Feelings are pretty little liars cooked up by my perceptions getting way too much screen time replaying episodes of my past. Feelings will lead me astray every time. I can love something I should hate, I could hate something I should love. I will build attachments to things that are not good for me and struggle like a shackled, wing-clipped, bird thinking I am flying free simply because I have a view of the sky. I have been advised of the trap of my emotions; my thoughts and feelings are in cahoots. My responses to the things that have happened to me and around me birthed perceptions that claimed real estate in my mind. These thoughts and perceptions multiply over time as I play them out in the form of habits. Bottom line, I can never trust my feelings. This is a culmination of some messages I have gotten from a couple of different sources over the past year, and I object.

My feelings are part of my being. To go at this from a religious standpoint, one of the most commonly referenced hardline statements in the Bible acknowledges this fact.  I am encouraged to utilize this part of me to worship God, interact with others, and move forward in life. My feelings are not a thing to be put away because “they make me do bad things.” They are not gremlins waiting for water. I agree that I need to direct them with intention and balance them with wisdom. However, that is only possible when I am acknowledging them as a key part of who I am, and daily working out bending them in the right direction.

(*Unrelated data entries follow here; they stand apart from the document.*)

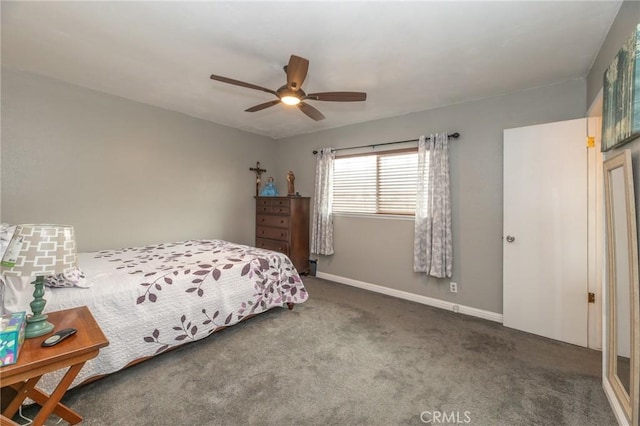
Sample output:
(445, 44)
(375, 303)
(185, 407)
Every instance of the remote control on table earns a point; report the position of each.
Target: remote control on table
(58, 337)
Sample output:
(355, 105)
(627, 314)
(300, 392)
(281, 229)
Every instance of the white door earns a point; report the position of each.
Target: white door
(545, 230)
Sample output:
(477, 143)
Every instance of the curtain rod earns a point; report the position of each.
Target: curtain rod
(455, 135)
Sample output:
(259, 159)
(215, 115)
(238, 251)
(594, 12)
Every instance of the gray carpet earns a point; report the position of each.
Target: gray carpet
(351, 357)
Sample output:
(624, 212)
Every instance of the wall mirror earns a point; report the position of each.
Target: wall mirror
(622, 317)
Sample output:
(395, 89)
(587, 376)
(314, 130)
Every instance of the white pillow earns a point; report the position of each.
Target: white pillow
(18, 293)
(73, 278)
(6, 233)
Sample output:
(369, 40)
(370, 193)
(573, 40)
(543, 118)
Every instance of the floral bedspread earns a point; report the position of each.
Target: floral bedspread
(148, 299)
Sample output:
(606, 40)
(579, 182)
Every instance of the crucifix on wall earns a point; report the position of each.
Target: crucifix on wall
(258, 171)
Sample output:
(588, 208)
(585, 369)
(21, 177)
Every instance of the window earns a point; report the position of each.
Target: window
(380, 183)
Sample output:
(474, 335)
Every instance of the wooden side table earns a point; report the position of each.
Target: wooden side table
(34, 361)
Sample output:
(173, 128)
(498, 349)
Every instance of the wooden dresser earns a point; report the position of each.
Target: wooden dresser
(282, 224)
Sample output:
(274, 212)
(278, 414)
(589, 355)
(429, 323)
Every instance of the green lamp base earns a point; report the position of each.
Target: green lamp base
(37, 324)
(37, 327)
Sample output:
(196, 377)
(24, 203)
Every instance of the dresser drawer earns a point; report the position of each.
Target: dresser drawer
(263, 209)
(279, 246)
(277, 221)
(281, 234)
(272, 205)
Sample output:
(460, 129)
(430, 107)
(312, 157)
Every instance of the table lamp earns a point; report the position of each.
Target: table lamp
(38, 251)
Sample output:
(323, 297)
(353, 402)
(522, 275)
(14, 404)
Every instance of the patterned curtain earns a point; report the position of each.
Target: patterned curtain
(322, 232)
(432, 246)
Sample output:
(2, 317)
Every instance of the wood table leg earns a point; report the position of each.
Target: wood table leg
(23, 390)
(53, 401)
(7, 422)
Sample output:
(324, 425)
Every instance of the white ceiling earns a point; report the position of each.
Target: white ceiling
(408, 56)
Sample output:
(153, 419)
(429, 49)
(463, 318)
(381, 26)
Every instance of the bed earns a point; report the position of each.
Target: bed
(151, 299)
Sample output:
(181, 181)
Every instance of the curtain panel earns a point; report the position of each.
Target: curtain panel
(432, 248)
(322, 226)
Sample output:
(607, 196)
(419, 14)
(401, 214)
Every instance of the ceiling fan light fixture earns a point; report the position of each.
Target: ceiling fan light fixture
(290, 100)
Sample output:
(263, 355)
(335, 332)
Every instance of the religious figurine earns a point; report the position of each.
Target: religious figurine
(291, 189)
(269, 189)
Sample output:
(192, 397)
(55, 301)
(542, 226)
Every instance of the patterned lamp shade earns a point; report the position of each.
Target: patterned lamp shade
(38, 250)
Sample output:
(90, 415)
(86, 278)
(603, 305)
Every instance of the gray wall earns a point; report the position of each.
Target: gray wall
(380, 251)
(121, 172)
(626, 21)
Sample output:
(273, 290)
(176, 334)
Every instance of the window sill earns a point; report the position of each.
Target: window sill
(377, 216)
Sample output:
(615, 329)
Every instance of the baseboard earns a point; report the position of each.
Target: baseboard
(437, 303)
(614, 403)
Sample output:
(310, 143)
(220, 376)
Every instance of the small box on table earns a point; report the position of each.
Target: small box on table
(11, 337)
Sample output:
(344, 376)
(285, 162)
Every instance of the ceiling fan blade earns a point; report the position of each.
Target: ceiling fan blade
(263, 106)
(310, 111)
(296, 72)
(241, 83)
(338, 96)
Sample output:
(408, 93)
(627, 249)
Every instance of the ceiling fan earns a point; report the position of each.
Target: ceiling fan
(292, 93)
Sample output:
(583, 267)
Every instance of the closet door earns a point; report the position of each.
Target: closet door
(545, 287)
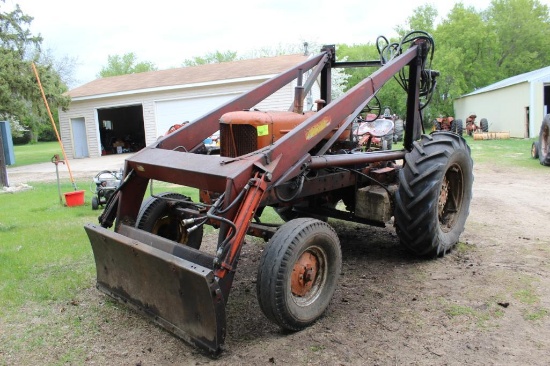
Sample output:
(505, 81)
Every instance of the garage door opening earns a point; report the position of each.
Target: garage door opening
(121, 129)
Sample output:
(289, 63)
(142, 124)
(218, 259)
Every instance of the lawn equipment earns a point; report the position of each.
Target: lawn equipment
(103, 186)
(306, 166)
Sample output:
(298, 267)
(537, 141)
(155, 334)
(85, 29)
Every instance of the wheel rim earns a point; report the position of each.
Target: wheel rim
(308, 276)
(170, 229)
(450, 198)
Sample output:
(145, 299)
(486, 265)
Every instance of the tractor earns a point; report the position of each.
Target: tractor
(540, 148)
(308, 167)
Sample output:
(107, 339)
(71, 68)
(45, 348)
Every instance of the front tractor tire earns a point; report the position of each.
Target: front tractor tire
(298, 273)
(435, 190)
(157, 216)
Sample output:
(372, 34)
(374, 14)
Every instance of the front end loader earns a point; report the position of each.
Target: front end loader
(308, 167)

Perhaps it is easier for me to object as a sensitive and emotional person. It will be said that I am protecting the beast within, dressing it up, being of the world, or that I am misinformed and immature. Ironically, I am tempted to feel indifferent about those judgments. However, if that was the response I chose to settle on I would not be writing about it. If I adopted the idea that my feelings were to be vanquished, well…I wouldn’t be a writer at all.